Chapel

HISTORY OF THE TRINITY COLLEGE CHAPEL

For the first 30 years in the ‘new’ location on Hoskin Avenue, Trinity College’s chapel services were held in Seeley Hall, originally designed as the Library Reading Room. In 1953, work began on the present chapel; work was completed in 1955 and it was consecrated the same year on November 20 by the Most Reverend William Wright, Metropolitan of the Ecclesiastical Province of Ontario, with various Bishops, Archbishops, Provosts and the Governor-General in attendance. The chapel was a gift to the College from businessman Gerald Larkin, who orchestrated the substantial contribution of Canadian artists to the decorative features of the building.

The chapel was the last work of British architect Sir Giles Gilbert Scott (1880-1960), whose other designs include Liverpool Cathedral, the Cambridge University Library, and the famous British red telephone boxes. The local architectural firm was George and Moorhouse. Gothic in its structure, the chapel is built of solid masonry with load-bearing walls carrying a self-sustaining vault rib system with intervening spaces of acoustic treatment. The design is a simplified perpendicular Gothic style and is not a copy of any existing building. Traditional construction methods were used by European craftsmen; the only steel is in the hidden girders supporting the slate roof. The main chapel extends 100 feet to the reredos and is 47 feet high at the vault bosses. The exterior is sandstone, the interior a combination of Indiana limestone support and stuccowork, while the floor is Roman travertine.

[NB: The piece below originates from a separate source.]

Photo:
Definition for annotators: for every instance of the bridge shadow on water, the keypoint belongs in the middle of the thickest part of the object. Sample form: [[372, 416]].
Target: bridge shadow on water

The collaboration between Sir Giles Scott and Gerald Larkin produced an ecclesiastic space that achieves a sense of harmony and unified effect. Great restraint has been shown in the unadorned masses between the windows, the nearly monochrome expanses of glass, the simplicity of the pews. This restraint allows for the joyful discovery of individual elements within the chapel, and it allows the full brilliance and impact of the light to be felt. Sir Giles Scott visited the Trinity College Chapel only after its completion, and pronounced himself satisfied.